GM Ups The Ante To 30,000 Job Cuts

These people are ruthless!

"the plan is aimed at saving $7 billion a year by the end of 2006."

But, who gets the savings?

"If we've learned anything in the last five years, it's that there's no guarantees in this business or any other business."

Of course business is VERY RISKY!!!

Because you've given all the GUARANTEES to moneylenders!!!

That which is given must come from somewhere.

Interest based lending has evolved into a practically NO RISK activity.

It is, simply, un-NATURAL.

Risk is inherent in life. You cannot eliminate risk;

you can only transfer it--from lenders to equity investors and workers!

Restore the balance of risk and equity investing will no longer be as risky as it is now and workers can keep their jobs and benefits!


At Tuesday, November 29, 2005, Anonymous Anonymous said...

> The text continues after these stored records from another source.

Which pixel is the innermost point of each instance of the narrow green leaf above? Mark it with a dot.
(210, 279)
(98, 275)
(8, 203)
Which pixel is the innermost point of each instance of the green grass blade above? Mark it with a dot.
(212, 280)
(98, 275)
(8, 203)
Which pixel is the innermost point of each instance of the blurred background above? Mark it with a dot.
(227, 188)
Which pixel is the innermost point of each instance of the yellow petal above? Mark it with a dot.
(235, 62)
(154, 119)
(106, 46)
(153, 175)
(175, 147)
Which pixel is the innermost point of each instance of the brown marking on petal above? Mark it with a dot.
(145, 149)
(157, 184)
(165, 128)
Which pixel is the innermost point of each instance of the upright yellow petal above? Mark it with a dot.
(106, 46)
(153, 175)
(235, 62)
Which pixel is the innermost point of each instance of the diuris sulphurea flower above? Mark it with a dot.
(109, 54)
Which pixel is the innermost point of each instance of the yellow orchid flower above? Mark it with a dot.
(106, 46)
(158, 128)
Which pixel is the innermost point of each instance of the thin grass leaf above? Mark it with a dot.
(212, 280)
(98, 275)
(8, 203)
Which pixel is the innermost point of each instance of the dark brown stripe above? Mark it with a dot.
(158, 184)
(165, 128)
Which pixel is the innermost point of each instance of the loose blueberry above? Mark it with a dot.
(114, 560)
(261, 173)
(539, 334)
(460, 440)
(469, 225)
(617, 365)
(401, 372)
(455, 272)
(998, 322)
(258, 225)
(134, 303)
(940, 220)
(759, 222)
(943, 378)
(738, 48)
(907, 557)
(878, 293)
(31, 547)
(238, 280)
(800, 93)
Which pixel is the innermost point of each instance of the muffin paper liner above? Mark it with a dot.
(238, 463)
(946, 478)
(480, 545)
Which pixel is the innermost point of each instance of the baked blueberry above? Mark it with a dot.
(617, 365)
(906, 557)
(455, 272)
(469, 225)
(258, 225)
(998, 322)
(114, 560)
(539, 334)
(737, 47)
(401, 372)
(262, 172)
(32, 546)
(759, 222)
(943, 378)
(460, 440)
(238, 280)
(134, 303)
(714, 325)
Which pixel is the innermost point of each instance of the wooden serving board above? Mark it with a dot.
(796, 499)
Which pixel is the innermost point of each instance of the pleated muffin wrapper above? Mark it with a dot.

"But, who gets the savings?"
If you were in debt and had to cut costs
to make ends meet, who would your 'savings'
go to? Duhhhhhhhh. How about the bank!!!!
Consider that when you go to purchase a new
vehicle from GM, Ford, or any other auto-maker
that's in debt. Their profits, which you
provide for them, go directly to their financiers.
Consider also, that cost cutting measures
manifest themselves in the product too.
So in order to keep the bankers swimming in cash,
your vehicle will not be as good as it could have.
Make plans for 'inherent flaws' and suboptimal designs because GM had to make 'compromises' in
the manufacture of your vehicle.
The bankers will appreciate your understanding, however.